Long, the board member, said the center had posed legitimate ways to attack poverty, but there was a lack of different viewpoints on the complex issue. “That’s the criticism I have of your center,” Long said. “I see a point made, but not a counterpoint.”

I presume Mr. Long's counterpoint is that there isn't really any poverty, and even if there is, a legitimate way to attack it is to further cut taxes for rich people and force Gene Nichol to just shut the hell up.



DIversity of opinion

When the white male Republican board of governors whines about "diversity of opinion", what they really mean is "replace those wrong opinions with my right opinions".

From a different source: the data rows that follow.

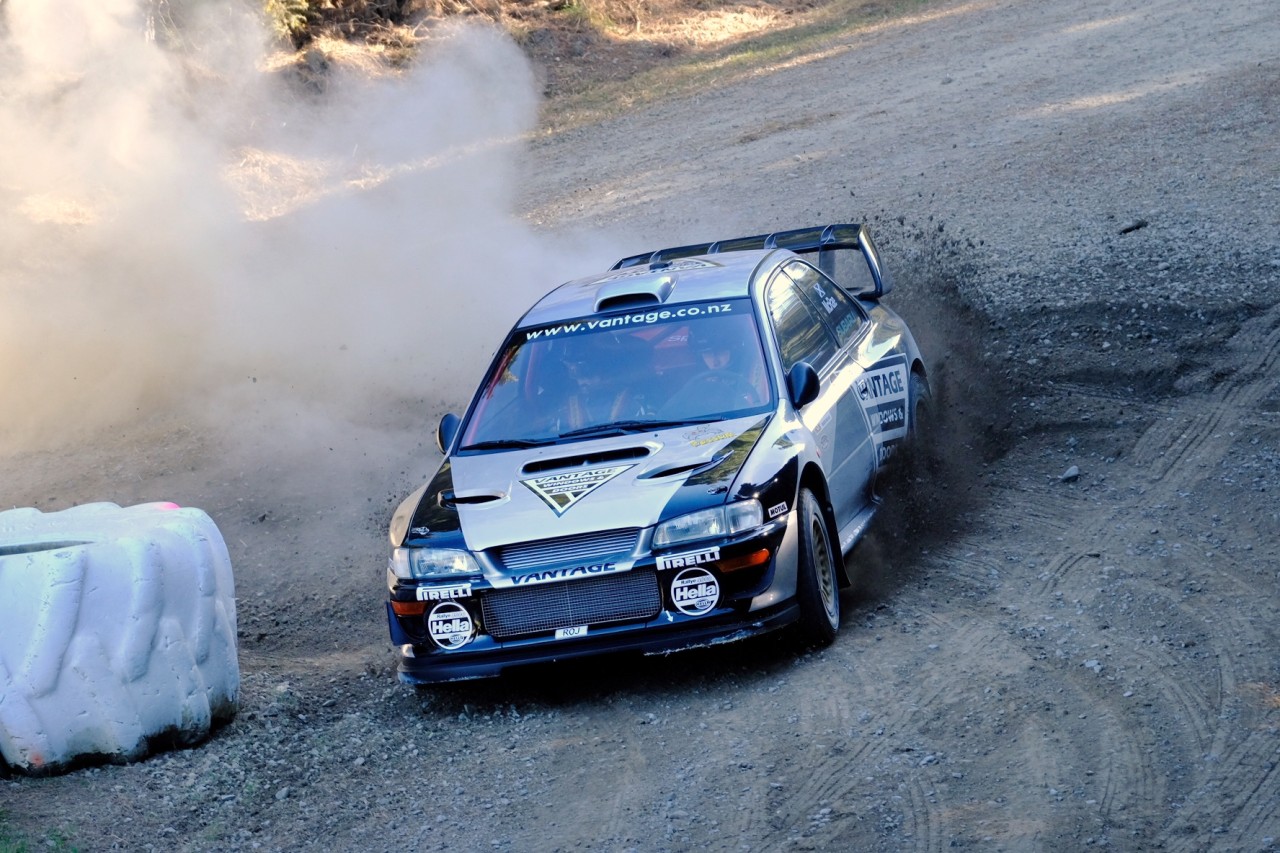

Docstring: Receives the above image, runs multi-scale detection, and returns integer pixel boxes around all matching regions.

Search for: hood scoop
[520,444,653,474]
[636,448,730,480]
[436,489,507,507]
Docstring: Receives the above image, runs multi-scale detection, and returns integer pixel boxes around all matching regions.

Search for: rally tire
[796,489,840,648]
[908,373,933,444]
[0,503,239,775]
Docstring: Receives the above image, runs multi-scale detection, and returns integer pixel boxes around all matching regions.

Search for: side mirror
[787,361,822,409]
[435,411,462,453]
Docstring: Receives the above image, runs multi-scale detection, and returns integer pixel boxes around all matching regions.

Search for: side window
[768,275,836,370]
[786,261,864,346]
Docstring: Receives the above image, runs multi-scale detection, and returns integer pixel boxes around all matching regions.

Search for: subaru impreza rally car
[387,224,928,684]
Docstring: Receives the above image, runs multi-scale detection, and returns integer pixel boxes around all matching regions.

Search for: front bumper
[397,601,800,684]
[387,519,800,684]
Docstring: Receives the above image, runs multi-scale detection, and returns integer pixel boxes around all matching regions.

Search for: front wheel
[796,489,840,647]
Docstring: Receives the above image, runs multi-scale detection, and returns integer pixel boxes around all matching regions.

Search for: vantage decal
[521,465,635,515]
[658,548,719,570]
[511,562,627,587]
[854,356,910,465]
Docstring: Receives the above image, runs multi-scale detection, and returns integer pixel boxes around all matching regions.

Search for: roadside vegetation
[249,0,911,127]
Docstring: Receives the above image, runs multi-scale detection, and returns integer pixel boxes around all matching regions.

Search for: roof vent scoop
[595,274,676,313]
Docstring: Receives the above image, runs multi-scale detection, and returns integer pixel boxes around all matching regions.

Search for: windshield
[461,300,773,450]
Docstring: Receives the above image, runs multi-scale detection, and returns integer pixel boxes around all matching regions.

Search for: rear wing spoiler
[613,224,893,300]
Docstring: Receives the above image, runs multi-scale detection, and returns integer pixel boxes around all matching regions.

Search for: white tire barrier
[0,503,239,775]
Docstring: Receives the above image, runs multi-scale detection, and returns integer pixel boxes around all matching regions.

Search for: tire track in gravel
[977,302,1280,850]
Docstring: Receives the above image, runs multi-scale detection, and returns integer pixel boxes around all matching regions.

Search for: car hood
[451,414,768,551]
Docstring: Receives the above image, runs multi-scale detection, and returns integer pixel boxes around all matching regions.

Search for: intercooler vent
[480,569,662,640]
[495,528,640,569]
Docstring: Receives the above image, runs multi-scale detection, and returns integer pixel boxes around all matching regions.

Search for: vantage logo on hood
[521,465,635,515]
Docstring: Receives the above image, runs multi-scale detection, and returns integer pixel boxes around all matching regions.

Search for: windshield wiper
[458,438,556,451]
[559,415,724,438]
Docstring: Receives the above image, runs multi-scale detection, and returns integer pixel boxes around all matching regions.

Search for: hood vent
[520,444,653,474]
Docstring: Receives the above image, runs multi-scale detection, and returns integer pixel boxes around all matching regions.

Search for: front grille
[480,570,662,640]
[497,528,640,569]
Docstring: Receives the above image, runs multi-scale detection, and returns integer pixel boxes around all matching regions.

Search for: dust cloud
[0,0,599,461]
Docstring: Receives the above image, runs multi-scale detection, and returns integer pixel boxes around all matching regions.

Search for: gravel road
[0,0,1280,852]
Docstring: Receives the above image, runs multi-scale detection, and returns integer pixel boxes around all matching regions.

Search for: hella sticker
[426,601,476,649]
[658,548,719,570]
[417,584,471,601]
[521,465,634,515]
[671,569,719,616]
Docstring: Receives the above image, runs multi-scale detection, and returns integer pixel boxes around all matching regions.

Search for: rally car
[387,224,928,684]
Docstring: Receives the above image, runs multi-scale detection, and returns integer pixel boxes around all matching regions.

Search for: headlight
[390,548,480,580]
[653,501,764,548]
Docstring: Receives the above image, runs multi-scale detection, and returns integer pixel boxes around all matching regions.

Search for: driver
[564,336,639,429]
[668,321,759,415]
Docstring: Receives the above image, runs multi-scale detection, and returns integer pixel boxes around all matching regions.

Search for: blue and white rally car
[387,225,928,684]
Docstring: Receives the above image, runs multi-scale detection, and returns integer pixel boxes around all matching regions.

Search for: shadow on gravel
[416,630,820,716]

The board will address the issue of advocacy by centers and likely recommend training for directors on the issue. “When you’re speaking on behalf of the institution in total, I think it’s really important that we voice both sides,” [James Holmes Jr., the UNC board member who chairs the review panel] said.

Yeah, "training": "Professor Nichol, please step into the training chamber...".

Yeah, "both sides":

Nichol said he had been called into the law school dean’s office three times during the last legislative session and told of threats by Republican politicians to fire him, shut down the center or move it to UNC Pembroke.

"I will have a priority on building relationships with the minority caucus. I want to put substance behind those campaign speeches." -- Thom Tillis, Nov. 5, 2014

Well framed

Inquisition is exactly right.


If the Board of Republican Governors starts going too far, at what point to UNC system alumni organize and pledge not to give any more funds to the schools until the Board is replaced with more competent members?

That is

the $64,000 (actually WAY more) question.

Ironically, the centers are largely self-supporting.

If the board is simply looking for savings, the centers and institutes are odd places to review. In aggregate, they receive only a small portion of the state's university funding, and most more than pay for themselves by attracting grants, contracts and donations. At UNC-CH, for instance, centers and institutes generated $7.83 in external funds for every $1 invested by the state, according to the university's website. During 2013, they attracted $160 million in external funding, nearly a quarter of the university's total external funding.

So if alumni protest with their pocketbooks, it wouldn't affect the centers much. I'm surprised that there hasn't already been an alumni uprising over Art Pope's control of the university system via the Board of Governors and Board of Trustees.

"I will have a priority on building relationships with the minority caucus. I want to put substance behind those campaign speeches." -- Thom Tillis, Nov. 5, 2014

Will UNC students know the source?

Will UNC students know the source of these changes?


"When it comes to centers that have to do with social justice or advocacy, it seemed as though one voice could send them to the next review," she said.

Brien said the centers related to science, technology or business seemed more likely to be exempt from review.

I feel like Daily Tar Heel has been good at letting students know when centers will be affected, when course offerings will be cut, and when tuition will be increased, but not as strong on connecting it back to the way elections impact policy. Too often the students vs board of governors framing doesn't capture that.